POTENTIAL. You are more than your grievances, your position, your ideology, your team, your company, or your party. You are not a victim of the past. You are a whole person, a unique individual, capable of shaping your own destiny. Your most important financial asset is your own capacity to learn, not just earn.

SELF-DISCIPLINE. Discipline derives from the word “disciple” — disciple to a philosophy, disciple to a set of principles, disciple to a set of values, disciple to an overriding purpose, to a super ordinate goal or a person who represents that goal.

Most people equate discipline with an absence of freedom. In fact, the opposite is true and only the disciplined are truly free. The undisciplined are slaves to moods, appetites and passions.

SYNERGY. Involve people in the problem, immerse them in it, so that they soak it in and feel it is their problem as well and therefore become an important part of the solution. It’s exciting when you truly hear divergent views and start to see how to bring them together for a solution nobody ever thought of before. Of course, the barriers are defensiveness, territoriality, the not-invented-here syndrome.

TRUST. When there is high trust, communication is easy, effortless, instantaneous. If you make a mistake, it hardly matters. People know you. So if you want to be trusted, be trustworthy.

TRUTH. Correct principles are like compasses: they are always pointing the way. And if you know how to read them, you won’t get lost, confused, or fooled by conflicting voices and values. You must look at the lens through which you see the world, as well as the world you see, for the lens shapes how you interpret the world.

VISION. In building a house, before you turn a shovel of earth you plan almost to the last detail the entire house in your mind, and this is reduced to a blueprint. Therefore, you raise the question: Why should you not also create each day or each week or each year in your mind before you live them in fact? And keep in mind that if the ladder is not leaning against the right wall, every step you take gets you to the wrong place faster.

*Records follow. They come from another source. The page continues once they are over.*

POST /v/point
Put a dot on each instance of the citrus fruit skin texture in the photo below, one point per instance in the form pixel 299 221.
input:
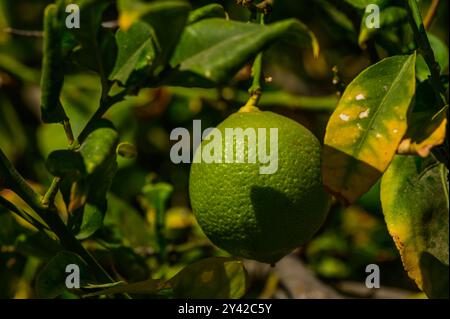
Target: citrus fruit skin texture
pixel 262 216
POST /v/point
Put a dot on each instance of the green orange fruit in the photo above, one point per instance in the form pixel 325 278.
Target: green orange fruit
pixel 261 216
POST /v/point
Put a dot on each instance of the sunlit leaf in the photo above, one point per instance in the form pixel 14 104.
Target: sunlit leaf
pixel 52 77
pixel 144 41
pixel 212 10
pixel 51 281
pixel 88 195
pixel 215 49
pixel 441 54
pixel 389 17
pixel 215 277
pixel 425 131
pixel 414 196
pixel 365 130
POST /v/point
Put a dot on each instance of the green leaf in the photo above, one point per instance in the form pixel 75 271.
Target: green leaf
pixel 215 49
pixel 51 281
pixel 126 224
pixel 362 4
pixel 157 195
pixel 12 134
pixel 144 41
pixel 365 130
pixel 441 54
pixel 65 162
pixel 212 10
pixel 211 278
pixel 52 67
pixel 88 203
pixel 389 17
pixel 414 197
pixel 136 51
pixel 147 287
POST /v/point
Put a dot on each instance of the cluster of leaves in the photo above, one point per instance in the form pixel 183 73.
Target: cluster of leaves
pixel 395 107
pixel 386 125
pixel 142 53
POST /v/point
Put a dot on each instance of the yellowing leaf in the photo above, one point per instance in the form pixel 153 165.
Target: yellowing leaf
pixel 420 138
pixel 365 130
pixel 414 196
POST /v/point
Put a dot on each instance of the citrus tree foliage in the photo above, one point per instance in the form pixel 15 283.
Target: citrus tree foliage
pixel 388 124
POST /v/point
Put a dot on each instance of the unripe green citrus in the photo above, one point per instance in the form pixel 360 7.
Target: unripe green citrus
pixel 261 216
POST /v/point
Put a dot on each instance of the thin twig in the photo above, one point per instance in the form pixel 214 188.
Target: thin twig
pixel 428 20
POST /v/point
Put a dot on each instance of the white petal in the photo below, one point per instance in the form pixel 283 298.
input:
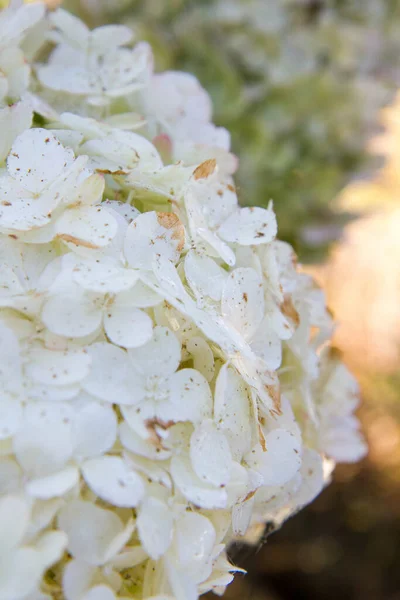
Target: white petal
pixel 232 410
pixel 57 368
pixel 204 276
pixel 194 541
pixel 94 533
pixel 160 356
pixel 249 226
pixel 37 158
pixel 111 378
pixel 221 248
pixel 14 120
pixel 10 475
pixel 155 526
pixel 111 479
pixel 53 485
pixel 182 585
pixel 147 237
pixel 210 454
pixel 190 397
pixel 100 592
pixel 169 282
pixel 243 301
pixel 94 429
pixel 126 326
pixel 87 226
pixel 71 316
pixel 10 416
pixel 43 444
pixel 266 344
pixel 282 459
pixel 10 362
pixel 203 357
pixel 77 577
pixel 20 573
pixel 127 211
pixel 136 444
pixel 193 489
pixel 312 478
pixel 139 296
pixel 103 276
pixel 14 520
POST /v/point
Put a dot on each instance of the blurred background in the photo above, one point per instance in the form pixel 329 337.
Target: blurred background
pixel 308 89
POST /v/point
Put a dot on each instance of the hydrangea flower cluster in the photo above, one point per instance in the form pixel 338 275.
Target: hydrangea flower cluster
pixel 166 379
pixel 297 81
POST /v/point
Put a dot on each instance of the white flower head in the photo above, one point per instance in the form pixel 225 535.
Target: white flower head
pixel 161 393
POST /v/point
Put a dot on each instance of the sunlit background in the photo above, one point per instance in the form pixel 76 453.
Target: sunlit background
pixel 308 90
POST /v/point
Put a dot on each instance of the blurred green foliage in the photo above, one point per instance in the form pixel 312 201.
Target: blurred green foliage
pixel 297 82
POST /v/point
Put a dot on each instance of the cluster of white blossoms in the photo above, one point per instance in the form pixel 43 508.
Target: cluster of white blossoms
pixel 166 382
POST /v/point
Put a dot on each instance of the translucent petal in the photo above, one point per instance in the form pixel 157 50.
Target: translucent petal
pixel 147 237
pixel 194 542
pixel 73 31
pixel 249 226
pixel 10 416
pixel 77 578
pixel 111 479
pixel 14 520
pixel 312 481
pixel 190 397
pixel 10 362
pixel 182 585
pixel 20 573
pixel 221 248
pixel 203 357
pixel 139 296
pixel 111 378
pixel 103 276
pixel 210 454
pixel 94 429
pixel 170 285
pixel 136 444
pixel 127 326
pixel 14 120
pixel 57 368
pixel 266 344
pixel 243 301
pixel 92 531
pixel 10 475
pixel 20 211
pixel 51 547
pixel 193 489
pixel 155 527
pixel 71 316
pixel 204 276
pixel 282 459
pixel 37 158
pixel 53 485
pixel 87 226
pixel 159 356
pixel 43 444
pixel 232 410
pixel 100 592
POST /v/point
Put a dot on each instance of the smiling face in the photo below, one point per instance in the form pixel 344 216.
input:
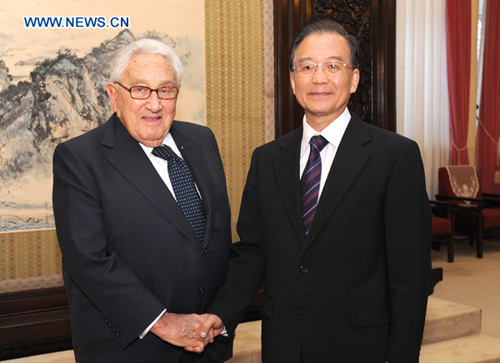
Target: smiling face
pixel 148 121
pixel 324 97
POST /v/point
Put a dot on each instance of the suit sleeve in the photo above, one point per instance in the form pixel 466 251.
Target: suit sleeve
pixel 407 224
pixel 246 264
pixel 125 304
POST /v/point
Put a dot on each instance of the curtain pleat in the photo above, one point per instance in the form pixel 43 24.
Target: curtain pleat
pixel 458 41
pixel 488 130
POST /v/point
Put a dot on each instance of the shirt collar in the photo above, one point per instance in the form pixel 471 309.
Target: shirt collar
pixel 168 140
pixel 333 132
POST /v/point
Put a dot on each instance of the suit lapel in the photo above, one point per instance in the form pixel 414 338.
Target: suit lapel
pixel 127 156
pixel 194 155
pixel 286 167
pixel 351 156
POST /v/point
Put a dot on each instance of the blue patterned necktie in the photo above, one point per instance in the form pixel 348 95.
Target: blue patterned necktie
pixel 185 191
pixel 310 181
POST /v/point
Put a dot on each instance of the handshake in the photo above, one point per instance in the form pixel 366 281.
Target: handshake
pixel 190 331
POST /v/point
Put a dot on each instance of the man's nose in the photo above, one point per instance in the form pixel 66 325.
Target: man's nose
pixel 319 75
pixel 154 101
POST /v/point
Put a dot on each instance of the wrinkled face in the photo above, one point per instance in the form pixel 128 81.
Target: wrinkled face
pixel 324 97
pixel 148 121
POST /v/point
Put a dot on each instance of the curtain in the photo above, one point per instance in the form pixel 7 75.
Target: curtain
pixel 458 39
pixel 488 131
pixel 421 78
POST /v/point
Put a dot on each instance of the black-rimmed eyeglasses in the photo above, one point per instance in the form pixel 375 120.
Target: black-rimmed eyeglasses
pixel 143 92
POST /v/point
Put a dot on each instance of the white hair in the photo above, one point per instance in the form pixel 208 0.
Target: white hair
pixel 145 46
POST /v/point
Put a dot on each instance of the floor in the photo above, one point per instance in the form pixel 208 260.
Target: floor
pixel 468 280
pixel 472 281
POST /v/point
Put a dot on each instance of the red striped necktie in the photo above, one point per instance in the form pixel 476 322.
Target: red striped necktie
pixel 310 181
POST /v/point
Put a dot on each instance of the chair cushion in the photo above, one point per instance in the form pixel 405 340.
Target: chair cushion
pixel 458 181
pixel 440 225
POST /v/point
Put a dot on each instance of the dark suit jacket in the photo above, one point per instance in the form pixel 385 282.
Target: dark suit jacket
pixel 356 289
pixel 128 251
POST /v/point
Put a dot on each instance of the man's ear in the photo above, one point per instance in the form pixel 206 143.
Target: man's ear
pixel 292 82
pixel 112 94
pixel 354 80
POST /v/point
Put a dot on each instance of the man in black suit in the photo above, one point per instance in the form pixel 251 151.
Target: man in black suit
pixel 145 241
pixel 335 219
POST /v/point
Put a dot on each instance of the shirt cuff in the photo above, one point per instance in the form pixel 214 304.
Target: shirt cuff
pixel 143 334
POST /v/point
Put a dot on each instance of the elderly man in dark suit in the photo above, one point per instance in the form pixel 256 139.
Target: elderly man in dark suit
pixel 143 221
pixel 335 219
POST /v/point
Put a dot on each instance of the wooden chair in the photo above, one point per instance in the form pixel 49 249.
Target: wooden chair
pixel 443 227
pixel 475 213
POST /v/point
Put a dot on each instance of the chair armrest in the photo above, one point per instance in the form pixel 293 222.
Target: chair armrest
pixel 478 203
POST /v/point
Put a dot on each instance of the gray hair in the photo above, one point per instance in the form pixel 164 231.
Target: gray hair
pixel 323 25
pixel 145 46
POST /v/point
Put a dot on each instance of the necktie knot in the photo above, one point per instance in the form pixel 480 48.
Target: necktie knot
pixel 318 142
pixel 165 152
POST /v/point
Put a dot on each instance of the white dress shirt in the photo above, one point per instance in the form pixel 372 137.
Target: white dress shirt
pixel 333 133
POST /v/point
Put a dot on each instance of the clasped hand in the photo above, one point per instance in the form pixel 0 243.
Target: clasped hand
pixel 190 331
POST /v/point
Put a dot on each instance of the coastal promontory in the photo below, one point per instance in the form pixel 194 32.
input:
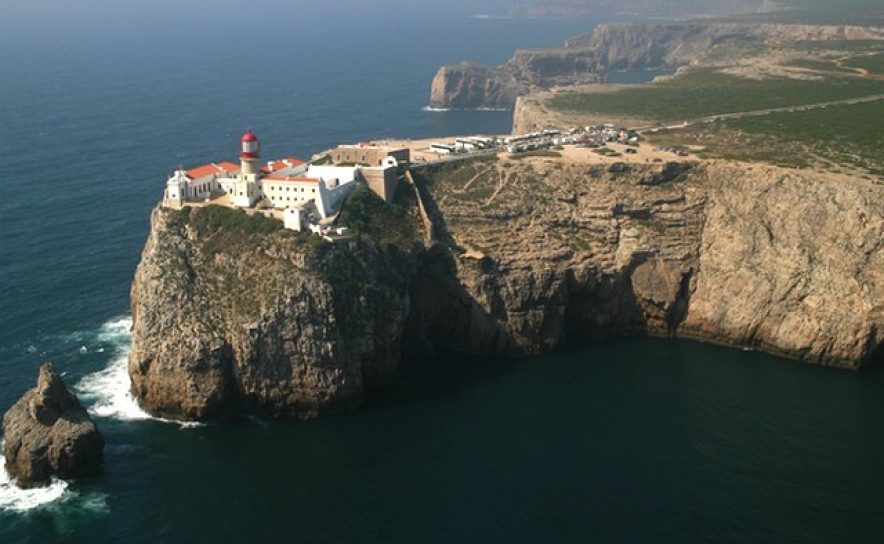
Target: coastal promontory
pixel 590 58
pixel 522 255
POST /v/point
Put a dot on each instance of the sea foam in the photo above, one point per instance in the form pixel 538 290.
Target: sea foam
pixel 15 499
pixel 108 392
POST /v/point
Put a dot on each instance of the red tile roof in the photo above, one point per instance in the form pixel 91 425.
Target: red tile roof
pixel 292 179
pixel 209 169
pixel 282 164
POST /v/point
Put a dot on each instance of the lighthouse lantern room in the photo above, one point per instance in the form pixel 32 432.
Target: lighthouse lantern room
pixel 251 154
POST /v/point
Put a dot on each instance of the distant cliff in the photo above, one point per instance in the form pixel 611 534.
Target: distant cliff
pixel 528 256
pixel 588 59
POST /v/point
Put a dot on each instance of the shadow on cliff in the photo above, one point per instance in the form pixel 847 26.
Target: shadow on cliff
pixel 444 315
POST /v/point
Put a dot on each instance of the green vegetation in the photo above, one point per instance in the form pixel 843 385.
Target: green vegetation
pixel 873 63
pixel 853 12
pixel 707 92
pixel 366 213
pixel 832 137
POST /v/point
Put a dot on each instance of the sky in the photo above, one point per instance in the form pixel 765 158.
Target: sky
pixel 94 17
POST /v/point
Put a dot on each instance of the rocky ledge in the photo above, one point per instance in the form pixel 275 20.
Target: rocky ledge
pixel 524 256
pixel 589 58
pixel 48 433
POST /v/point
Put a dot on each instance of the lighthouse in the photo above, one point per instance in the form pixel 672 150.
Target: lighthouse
pixel 251 154
pixel 247 190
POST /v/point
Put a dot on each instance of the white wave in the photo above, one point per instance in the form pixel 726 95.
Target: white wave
pixel 15 499
pixel 108 392
pixel 437 110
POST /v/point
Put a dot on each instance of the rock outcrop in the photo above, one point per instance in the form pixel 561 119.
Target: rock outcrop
pixel 528 255
pixel 589 58
pixel 48 433
pixel 780 260
pixel 226 322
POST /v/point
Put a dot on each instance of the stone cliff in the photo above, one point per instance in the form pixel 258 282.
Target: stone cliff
pixel 528 255
pixel 589 58
pixel 753 256
pixel 229 321
pixel 48 433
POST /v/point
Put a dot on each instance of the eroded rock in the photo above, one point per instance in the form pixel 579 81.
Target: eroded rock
pixel 48 433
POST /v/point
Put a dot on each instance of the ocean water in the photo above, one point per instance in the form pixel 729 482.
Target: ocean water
pixel 622 441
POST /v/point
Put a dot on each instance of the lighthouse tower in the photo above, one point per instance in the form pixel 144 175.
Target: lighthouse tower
pixel 251 154
pixel 247 190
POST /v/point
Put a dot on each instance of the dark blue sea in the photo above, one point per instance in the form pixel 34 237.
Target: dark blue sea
pixel 627 441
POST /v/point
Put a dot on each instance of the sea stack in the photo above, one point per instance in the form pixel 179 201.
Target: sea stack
pixel 48 433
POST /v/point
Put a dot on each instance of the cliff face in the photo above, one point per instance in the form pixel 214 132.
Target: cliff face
pixel 761 257
pixel 261 324
pixel 587 59
pixel 528 255
pixel 49 433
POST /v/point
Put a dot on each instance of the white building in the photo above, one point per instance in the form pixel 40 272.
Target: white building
pixel 282 184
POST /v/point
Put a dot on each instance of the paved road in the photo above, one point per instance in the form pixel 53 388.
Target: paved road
pixel 738 115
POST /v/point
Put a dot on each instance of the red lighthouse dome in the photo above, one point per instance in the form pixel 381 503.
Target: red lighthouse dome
pixel 251 147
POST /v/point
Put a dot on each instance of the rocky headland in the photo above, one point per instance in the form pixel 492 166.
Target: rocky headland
pixel 588 59
pixel 521 256
pixel 48 433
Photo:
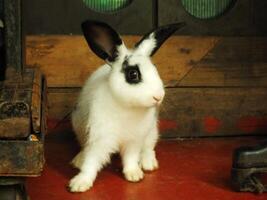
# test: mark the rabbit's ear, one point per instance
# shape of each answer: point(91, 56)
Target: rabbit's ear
point(153, 40)
point(102, 39)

WIN-WIN. Most people tend to think in terms of dichotomies: strong or weak, hardball or softball, win or lose. But that kind of thinking is fundamentally flawed. It’s based on power and position more than principle. Win-win is based on the paradigm that there is plenty for everybody, that one person’s success is not achieved at the expense or exclusion of the success of others. Win-win is not a personality technique. Win-win is a frame of mind and heart that constantly seeks mutual benefit in all human interactions. It’s a total philosophy of human interaction. It comes from a character of integrity, maturity, and the Abundance Mentality. It grows out of high-trust relationships.